Letter: Time for NC to raise the minimum wage

Graphic by Lori Deaton

As a former worker on minimum wage, I wince as I remember the stress and anxiety that my friends and co-workers experienced as they fretted over paying for the basics on a daily basis and suffered through the pain of simply doing without. I witnessed people eating chips for dinner because it was all they could afford or playing exhausting games with credit cards by transferring years-old balances to new cards to get a break on interest rates.
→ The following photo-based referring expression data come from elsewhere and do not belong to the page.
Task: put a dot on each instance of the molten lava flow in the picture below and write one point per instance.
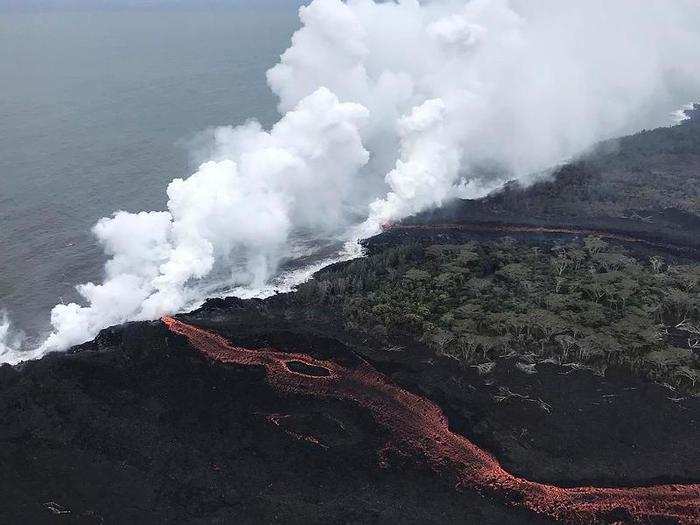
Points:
(418, 427)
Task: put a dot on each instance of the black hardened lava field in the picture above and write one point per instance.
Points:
(526, 358)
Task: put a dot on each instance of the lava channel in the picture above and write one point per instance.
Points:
(419, 428)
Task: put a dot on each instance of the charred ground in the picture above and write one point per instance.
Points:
(137, 426)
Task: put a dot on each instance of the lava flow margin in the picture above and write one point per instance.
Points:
(419, 428)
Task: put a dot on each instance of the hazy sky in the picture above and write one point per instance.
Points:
(22, 5)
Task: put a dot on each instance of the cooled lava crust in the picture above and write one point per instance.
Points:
(419, 429)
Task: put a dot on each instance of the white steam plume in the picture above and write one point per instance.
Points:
(11, 342)
(390, 108)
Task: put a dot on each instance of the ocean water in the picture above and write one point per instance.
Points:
(98, 112)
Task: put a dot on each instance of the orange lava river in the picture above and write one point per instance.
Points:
(418, 428)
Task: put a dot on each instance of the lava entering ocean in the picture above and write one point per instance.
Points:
(419, 428)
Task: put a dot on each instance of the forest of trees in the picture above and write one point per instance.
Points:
(584, 304)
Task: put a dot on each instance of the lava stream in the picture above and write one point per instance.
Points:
(418, 427)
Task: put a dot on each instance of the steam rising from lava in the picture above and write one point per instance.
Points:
(390, 108)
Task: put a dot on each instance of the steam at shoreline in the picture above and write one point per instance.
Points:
(388, 109)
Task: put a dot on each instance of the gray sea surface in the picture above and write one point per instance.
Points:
(98, 112)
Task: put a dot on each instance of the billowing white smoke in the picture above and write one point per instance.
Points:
(10, 342)
(390, 108)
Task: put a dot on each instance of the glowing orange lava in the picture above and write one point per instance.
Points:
(419, 428)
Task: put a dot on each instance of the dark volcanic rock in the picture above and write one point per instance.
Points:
(137, 427)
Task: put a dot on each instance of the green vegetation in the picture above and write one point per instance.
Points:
(583, 304)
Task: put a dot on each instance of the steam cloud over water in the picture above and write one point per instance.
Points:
(388, 109)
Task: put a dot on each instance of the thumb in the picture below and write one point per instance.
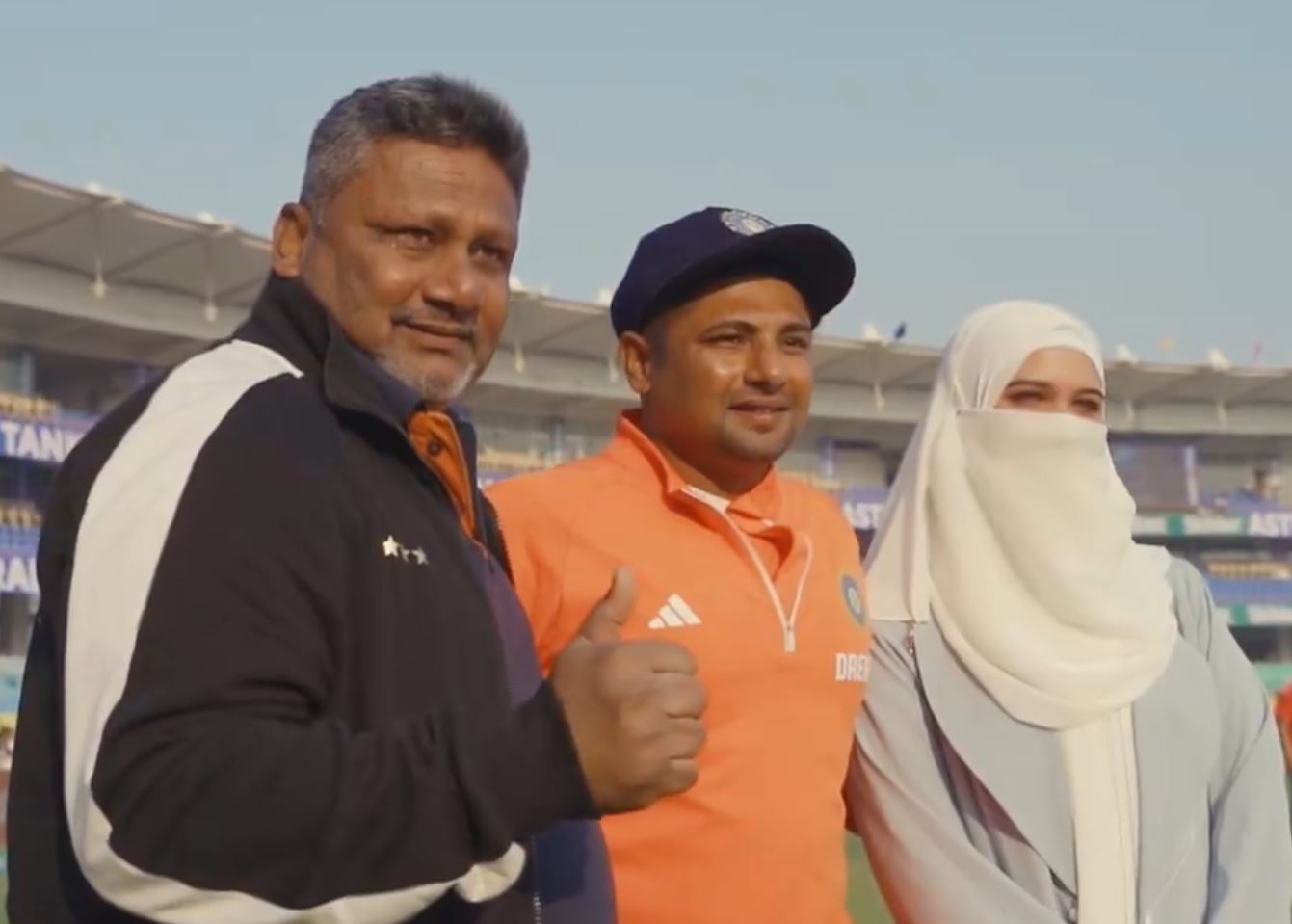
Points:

No one should ever have to avoid doctors’ visits even when they were in great need because they couldn’t afford it and had no insurance, like my co-workers, or work through fatigue most days because their multiple jobs didn’t permit them a full night’s sleep.

The U.S. Department of Health and Human Services federal poverty guidelines state that a two-person household needs $17,420 a year to make ends meet. It is distressing to me that, with North Carolina’s current minimum wage of $7.25, a full-time minimum wage worker working 40 hours a week, 52 weeks a year, makes just $15,080 a year before taxes, $2,000 below these guidelines.

As is typical, inflation continues to go up at a steady pace while wages stay put. North Carolina’s minimum wage hasn’t budged in nearly 12 years. The pandemic has only exacerbated these issues, causing so many workers who were living on the edge to fall off.

Some advocate for waiting for the federal government to act on raising the minimum wage. But why wait when workers need help now?! We can do what 29 other states, including conservative ones like Nebraska, Arkansas, South Dakota and Missouri, have done and raise our state minimum wage to a fairer and more just $15 per hour. We just need the political will to do it.

Last [month], the Raising Wages NC coalition and groups like Just Economics held a press conference about the statewide bill to raise the minimum wage. I fully support this long overdue bill, and you should, too. I urge our lawmakers to treat this issue with the urgency it deserves and do right by North Carolina’s workers.